Après deux jours d'observation et de discussions tactiques, se jugeant suffisamment prêts, ils étaient allés se présenter au chef du groupe, lui proposant leurs services. Après un rapide combat pour estimer leurs capacités, ce dernier avait immédiatement accepté, ne doutant pas de l'utilité future de ses deux nouvelles recrues qu'il jugeait redoutables. Saï et Sakura avaient passé les premiers jours à gagner progressivement la confiance de Takatsuka, le chef du groupe, et des autres membres avant de commencer réellement leur mission. Lorsqu'ils avaient jugé que personne ne semblait les trouver suspects, ils avaient discrètement commencé à fouiner, espionnant une conversation au détour d'un couloir, posant quelques questions innocentes au sujet des opérations mises en place par Takatsuka…
Un peu plus d'une semaine après le début de leur infiltration, ils avaient réunis la majeure partie des informations qui leur étaient nécessaires et ils ne leurs manquaient plus que quelques détails quant à une opération d'envergure que Takatsuka souhaitait mener d'ici quelques temps. C'était en essayant de rassembler les derniers éléments qu'ils leur manquaient que Sakura assista à une conversation qui lui glaça le sang et obtint ainsi l'information qu'ils désiraient. Elle s'était immédiatement reprise et était partie en quête de son coéquipier pour le mettre au courant de ce qu'elle venait d'apprendre : l'opération importante que tous organisaient depuis plusieurs jours déjà consistaient en un kidnapping massif des enfants du village voisin que Takatsuka comptait revendre en tant qu'esclaves au plus offrant. Sans le savoir, il s'était vanté devant la jeune femme de posséder une liste d'acheteurs qui ferait pâlir de jalousie ses adversaires et ferait de lui un homme riche.
Une fois Saï mis au courant, les deux shinobis avaient décidé de prévenir immédiatement Kakashi et de faire discrètement évacuer les villageois pour les mettre en sécurité le temps que Konoha envoie une équipe pour s'occuper du groupe de criminels. Malheureusement, alors qu'il ne restait plus que quelques personnes à évacuer, ils s'étaient fait surprendre par quelques uns des criminels qui avaient immédiatement donné l'alerte. Saï et Sakura s'étaient alors retrouvés obligés de se battre, ne pouvant se permettre d'attendre des renforts. S'ils partaient avec un avantage car ils étaient plus puissants que leurs adversaires, le fait que ces dernies soient largement supérieurs en nombre et que les deux shinobis doivent se battre tout en protégeant les villageois encore présents avaient rendu le combat plus délicat que prévu.

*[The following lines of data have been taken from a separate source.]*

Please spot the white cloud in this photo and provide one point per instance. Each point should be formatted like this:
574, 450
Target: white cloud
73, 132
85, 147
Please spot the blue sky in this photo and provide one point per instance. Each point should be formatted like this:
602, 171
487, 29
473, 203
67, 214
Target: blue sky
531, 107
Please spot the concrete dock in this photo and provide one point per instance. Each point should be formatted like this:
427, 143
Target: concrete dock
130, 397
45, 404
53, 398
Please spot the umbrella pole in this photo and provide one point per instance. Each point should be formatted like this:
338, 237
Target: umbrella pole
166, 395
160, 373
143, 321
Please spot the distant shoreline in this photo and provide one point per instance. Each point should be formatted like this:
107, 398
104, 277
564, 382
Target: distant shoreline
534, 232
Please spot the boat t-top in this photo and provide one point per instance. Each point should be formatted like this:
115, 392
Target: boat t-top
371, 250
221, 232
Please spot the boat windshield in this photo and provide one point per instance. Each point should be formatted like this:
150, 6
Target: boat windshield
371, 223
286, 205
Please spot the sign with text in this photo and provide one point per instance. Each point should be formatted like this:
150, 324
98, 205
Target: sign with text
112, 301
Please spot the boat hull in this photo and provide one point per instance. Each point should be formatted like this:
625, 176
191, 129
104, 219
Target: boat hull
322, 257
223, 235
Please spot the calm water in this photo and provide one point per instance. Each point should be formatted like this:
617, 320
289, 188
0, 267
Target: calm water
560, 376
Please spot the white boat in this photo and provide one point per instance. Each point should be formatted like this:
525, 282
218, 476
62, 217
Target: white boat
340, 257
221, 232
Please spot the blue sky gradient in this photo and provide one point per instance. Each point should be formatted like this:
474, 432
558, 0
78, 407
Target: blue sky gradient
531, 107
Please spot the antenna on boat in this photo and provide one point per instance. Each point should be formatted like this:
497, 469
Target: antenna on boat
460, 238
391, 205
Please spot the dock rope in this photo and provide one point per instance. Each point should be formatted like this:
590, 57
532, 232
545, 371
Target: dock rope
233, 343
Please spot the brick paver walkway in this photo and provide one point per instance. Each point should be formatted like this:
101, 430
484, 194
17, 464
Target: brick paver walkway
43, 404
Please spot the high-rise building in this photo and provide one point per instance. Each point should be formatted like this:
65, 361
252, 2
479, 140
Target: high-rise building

Ils avaient rapidement maîtrisé leurs premiers adversaires mais les quelques uns encore debout avaient commencé à viser non pas les deux ninjas mais les quelques villageois qui n'avaient pas encore eu le temps de s'abriter, essayant de pousser Saï et Sakura à faire une erreur. Leur tactique avait payée quand Saï, déconcentré par le cri d'un jeune garçon, avait baissé sa garde et ainsi écopé d'une blessure assez sérieuse à l'abdomen. Sakura s'était alors débarrassée le plus vite possible de ses derniers adversaires afin d'aller à la rescousse de son coéquipier. Presque arrivée aux côtés de Saï, elle avait vu un de leurs ennemis, inconscient jusqu'alors, s'avancer vers le jeune homme, un sabre dans la main. Horrifiée, elle n'avait eu que le temps de se jeter entre la lame et le corps de son coéquipier tout en dirigeant son dernier kunaï vers la poitrine de leur assaillant qui n'était plus qu'à quelques centimètres d'eux. Surpris par son intervention, l'homme dévia légèrement le sabre de sa trajectoire initiale avant de recevoir le kunaï en plein cœur. Mais, alors qu'il s'effondrait sur le sol, le sabre toujours en main, l'acier de la lame mordit la chair de la jeune femme, faisait apparaître une longue et profonde estafilade sur la peau blanche de sa hanche.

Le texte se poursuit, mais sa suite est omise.